The reason analysts study NIM so closely is that the Commonwealth Bank of Australia earned 85% of its total income (equivalent to income) from lending last year.
#3. Why CBA’s ROE is Key
Return on shareholder equity, also known as ‘Roe’, helps you compare a bank’s profitability against its total shareholder equity, as shown on its balance sheet. high cry better. Commonwealth Bank of Australia’s ROE in the latest full year was 13.1 percent, which means that for every $100 of shareholder equity in the bank it made an annual profit. Generated 13.10. This was 9.35% above the sector average.
#4 Understanding the Commonwealth Bank of Australia CET1 Ratio
For Australian banks, the CET1 ratio (aka ‘Common Equity Tier One’) is important. CET1 represents a bank’s capital buffer that goes towards protecting it from financial collapse – basically, it’s the proportion of total assets that are ‘liquid’ or readily available. Commonwealth Bank of Australia’s CET1 ratio was 12.3% last year, according to our numbers. This was above the sector average.
#5 Value Price Using Profitability
A dividend discount model or DDM is a highly effective method for forecasting ASX bank shares. To do DDM we have to take the last full year profit of the bank and then apply the risk rating. Last year’s total profit was $4.65. Let’s assume that CBA’s future dividend payments grow at a constant rate each year, somewhere between 2% and 4%. We will use multiple risk rates (between 6% and 11%) and then average the value. The calculation we use is: Share Price = Full Year Profit / (Risk Rate – Profit Growth Rate).
| Growth rate | ||||
| 2.00% | 3.00% | 4.00% | ||
|
Hazard ratio |
6.00% | .00 119.00 | 8 158.67 | 8 238.00 |
| 7.00% | . 95.20 | .00 119.00 | 8 158.67 | |
| 8.00% | . 79.33 | . 95.20 | .00 119.00 | |
| 9.00% | .00 68.00 | . 79.33 | . 95.20 | |
| 10.00% | . 59.50 | .00 68.00 | . 79.33 | |
| 11.00% | . 52.89 | . 59.50 | .00 68.00 | |
According to this quick and easy DDM model, the estimated average price of CBA shares is $98.33. However, using an ‘adjusted’ dividend payment (expected future dividend) of 7 4.76 per share, which is the preferred measure because it uses forecasted dividends, the price goes to .6 100.66. The valuation compares to CBA’s current share price of 2,152.51. Since the company’s profits have been fully clarified, we can make further adjustments and make a valuation based on the ‘gross’ profit paid (this is the value of the profits including franking credits). Using gross dividend payments, the predicted ‘fair value’ becomes 3 143.80.

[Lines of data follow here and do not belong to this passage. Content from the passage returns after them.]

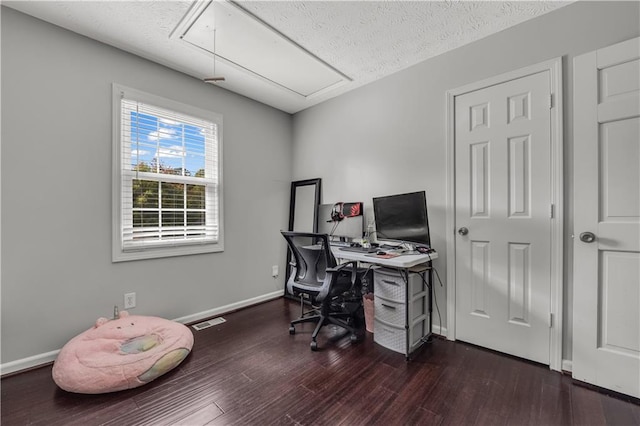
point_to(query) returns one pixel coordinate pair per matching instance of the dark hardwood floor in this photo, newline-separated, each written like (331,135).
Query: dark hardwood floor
(250,371)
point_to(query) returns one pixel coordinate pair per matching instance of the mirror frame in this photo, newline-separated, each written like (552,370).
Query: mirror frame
(317,182)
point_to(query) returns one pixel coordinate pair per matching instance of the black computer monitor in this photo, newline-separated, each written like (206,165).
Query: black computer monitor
(402,218)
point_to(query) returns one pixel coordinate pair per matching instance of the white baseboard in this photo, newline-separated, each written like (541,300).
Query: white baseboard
(228,308)
(29,362)
(442,331)
(45,358)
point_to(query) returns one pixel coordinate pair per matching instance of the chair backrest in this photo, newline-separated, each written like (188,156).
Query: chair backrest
(311,255)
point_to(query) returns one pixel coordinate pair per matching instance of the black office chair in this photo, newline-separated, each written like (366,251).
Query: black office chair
(316,276)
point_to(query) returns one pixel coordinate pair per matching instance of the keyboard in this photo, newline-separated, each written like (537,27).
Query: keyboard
(360,249)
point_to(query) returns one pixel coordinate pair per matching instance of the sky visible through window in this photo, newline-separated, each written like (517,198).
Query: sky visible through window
(167,146)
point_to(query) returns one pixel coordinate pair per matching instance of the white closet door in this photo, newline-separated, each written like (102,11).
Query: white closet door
(503,202)
(606,296)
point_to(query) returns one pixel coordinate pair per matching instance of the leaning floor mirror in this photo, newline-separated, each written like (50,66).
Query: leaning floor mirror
(306,196)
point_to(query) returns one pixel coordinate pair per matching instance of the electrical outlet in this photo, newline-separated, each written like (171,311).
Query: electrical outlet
(129,300)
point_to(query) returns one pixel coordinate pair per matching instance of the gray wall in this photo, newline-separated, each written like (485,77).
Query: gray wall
(57,275)
(390,136)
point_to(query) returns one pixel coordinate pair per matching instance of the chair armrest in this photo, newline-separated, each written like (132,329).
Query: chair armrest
(354,270)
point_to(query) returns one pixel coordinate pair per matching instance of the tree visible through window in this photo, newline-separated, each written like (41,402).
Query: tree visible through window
(169,175)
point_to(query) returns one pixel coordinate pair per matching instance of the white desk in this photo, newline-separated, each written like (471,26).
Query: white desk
(402,261)
(402,323)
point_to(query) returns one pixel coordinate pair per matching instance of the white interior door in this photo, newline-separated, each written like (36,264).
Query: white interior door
(606,296)
(503,216)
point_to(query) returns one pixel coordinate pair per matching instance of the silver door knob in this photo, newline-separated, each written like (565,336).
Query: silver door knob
(587,237)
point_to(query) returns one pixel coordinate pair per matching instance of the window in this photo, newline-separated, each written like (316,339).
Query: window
(167,177)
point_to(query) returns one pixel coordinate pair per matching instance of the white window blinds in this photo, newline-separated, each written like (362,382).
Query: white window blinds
(170,177)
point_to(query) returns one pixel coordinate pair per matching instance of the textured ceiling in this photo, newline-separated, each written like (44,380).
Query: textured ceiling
(365,40)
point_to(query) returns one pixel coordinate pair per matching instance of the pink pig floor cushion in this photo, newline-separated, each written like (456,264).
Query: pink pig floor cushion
(120,354)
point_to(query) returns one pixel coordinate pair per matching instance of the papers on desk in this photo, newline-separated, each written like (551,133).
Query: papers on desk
(383,256)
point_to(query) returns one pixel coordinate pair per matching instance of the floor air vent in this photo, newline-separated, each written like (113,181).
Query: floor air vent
(208,323)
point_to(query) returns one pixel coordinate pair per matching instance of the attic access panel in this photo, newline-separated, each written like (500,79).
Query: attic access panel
(248,43)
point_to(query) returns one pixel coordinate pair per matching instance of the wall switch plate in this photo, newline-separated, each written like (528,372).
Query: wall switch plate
(129,300)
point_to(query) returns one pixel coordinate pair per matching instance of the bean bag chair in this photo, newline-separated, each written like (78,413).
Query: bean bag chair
(120,354)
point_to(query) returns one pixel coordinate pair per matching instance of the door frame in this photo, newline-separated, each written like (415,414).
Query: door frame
(554,67)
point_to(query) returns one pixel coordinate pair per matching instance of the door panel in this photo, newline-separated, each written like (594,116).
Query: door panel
(503,278)
(606,332)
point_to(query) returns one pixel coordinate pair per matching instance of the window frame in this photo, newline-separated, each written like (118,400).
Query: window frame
(179,247)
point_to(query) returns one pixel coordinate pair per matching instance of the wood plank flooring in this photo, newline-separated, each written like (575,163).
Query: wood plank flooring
(250,371)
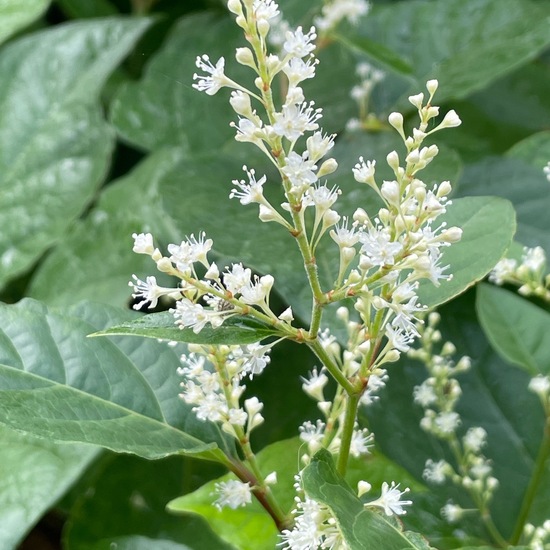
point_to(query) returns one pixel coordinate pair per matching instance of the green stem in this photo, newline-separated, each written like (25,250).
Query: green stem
(347,431)
(336,373)
(534,483)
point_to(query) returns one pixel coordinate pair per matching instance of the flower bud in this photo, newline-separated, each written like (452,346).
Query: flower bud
(431,86)
(328,167)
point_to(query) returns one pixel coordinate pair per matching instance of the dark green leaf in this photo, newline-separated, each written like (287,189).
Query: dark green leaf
(34,475)
(15,15)
(517,329)
(488,225)
(134,515)
(235,330)
(56,144)
(58,384)
(361,528)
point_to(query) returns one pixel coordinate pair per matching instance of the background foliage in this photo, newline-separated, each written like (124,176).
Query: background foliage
(102,135)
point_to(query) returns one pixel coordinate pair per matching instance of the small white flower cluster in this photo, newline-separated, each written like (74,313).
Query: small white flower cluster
(335,11)
(316,528)
(213,384)
(361,93)
(225,294)
(529,274)
(438,396)
(538,538)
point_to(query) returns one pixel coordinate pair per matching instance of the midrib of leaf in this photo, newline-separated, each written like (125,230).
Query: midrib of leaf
(103,403)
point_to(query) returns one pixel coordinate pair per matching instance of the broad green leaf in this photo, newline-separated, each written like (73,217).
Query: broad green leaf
(17,14)
(524,185)
(57,146)
(84,8)
(376,51)
(517,329)
(134,516)
(519,99)
(58,384)
(132,204)
(465,45)
(34,475)
(235,330)
(249,527)
(488,225)
(361,528)
(163,109)
(494,396)
(533,150)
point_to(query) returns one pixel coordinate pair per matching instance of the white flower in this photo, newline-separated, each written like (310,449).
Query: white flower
(312,434)
(540,385)
(237,278)
(363,172)
(315,384)
(504,269)
(294,120)
(150,291)
(190,251)
(233,494)
(190,315)
(299,170)
(361,440)
(425,394)
(379,247)
(143,243)
(475,439)
(251,192)
(298,44)
(452,512)
(436,472)
(447,422)
(217,79)
(390,500)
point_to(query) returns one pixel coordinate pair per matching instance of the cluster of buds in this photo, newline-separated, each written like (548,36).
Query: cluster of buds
(213,384)
(438,396)
(529,274)
(316,527)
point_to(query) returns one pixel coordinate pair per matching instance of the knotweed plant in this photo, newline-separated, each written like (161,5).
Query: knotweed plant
(379,260)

This means that the price of CBA shares using our simple DDM model may seem expensive, but this is just one of many steps you should take before making an investment decision. It is important to consider all the risks and ideas we present here, including the benefit of increased profitability and the positive effects of franking credit.

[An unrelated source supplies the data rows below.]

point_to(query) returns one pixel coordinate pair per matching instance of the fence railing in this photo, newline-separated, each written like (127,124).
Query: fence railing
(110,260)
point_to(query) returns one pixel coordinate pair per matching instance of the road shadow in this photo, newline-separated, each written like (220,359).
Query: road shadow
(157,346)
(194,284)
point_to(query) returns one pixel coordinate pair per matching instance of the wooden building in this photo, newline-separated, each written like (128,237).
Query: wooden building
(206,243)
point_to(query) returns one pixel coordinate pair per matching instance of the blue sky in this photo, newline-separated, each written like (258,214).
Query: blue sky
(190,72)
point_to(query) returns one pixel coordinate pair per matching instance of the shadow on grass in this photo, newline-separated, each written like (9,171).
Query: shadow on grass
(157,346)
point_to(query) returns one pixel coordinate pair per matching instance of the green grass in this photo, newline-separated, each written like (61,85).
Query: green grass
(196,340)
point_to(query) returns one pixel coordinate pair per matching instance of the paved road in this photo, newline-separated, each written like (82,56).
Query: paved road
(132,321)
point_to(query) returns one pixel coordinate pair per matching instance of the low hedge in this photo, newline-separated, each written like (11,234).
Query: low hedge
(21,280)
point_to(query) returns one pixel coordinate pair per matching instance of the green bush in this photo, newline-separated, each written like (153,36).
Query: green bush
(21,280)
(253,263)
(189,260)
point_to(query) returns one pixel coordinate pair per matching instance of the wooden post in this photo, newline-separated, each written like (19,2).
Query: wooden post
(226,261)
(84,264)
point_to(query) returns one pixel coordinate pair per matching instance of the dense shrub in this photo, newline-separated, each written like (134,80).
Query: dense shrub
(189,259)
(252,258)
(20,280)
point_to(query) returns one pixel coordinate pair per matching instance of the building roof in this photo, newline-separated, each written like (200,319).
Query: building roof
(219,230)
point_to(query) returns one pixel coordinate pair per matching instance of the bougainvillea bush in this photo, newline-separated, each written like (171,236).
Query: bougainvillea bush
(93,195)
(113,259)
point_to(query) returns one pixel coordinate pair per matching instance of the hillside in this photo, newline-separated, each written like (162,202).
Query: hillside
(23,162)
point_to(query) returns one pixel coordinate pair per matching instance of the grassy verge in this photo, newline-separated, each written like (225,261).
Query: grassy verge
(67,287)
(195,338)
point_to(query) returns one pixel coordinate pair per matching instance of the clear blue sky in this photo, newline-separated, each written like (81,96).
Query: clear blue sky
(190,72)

For more information on analysis and evaluation, consider emailing our free investment report to you (continue reading). This should be one of many steps when making an investment decision. Consider reading at least two or three years’ worth of Commonwealth Bank of Australia annual reports and then look for good investors and analysts who disagree with your view – a great way to find out if you’re making a strong decision based on rigorous analysis and consider alternative opinions. Finally, before going any further with CBA or ANZ shares, I recommend getting a copy of our free investment report.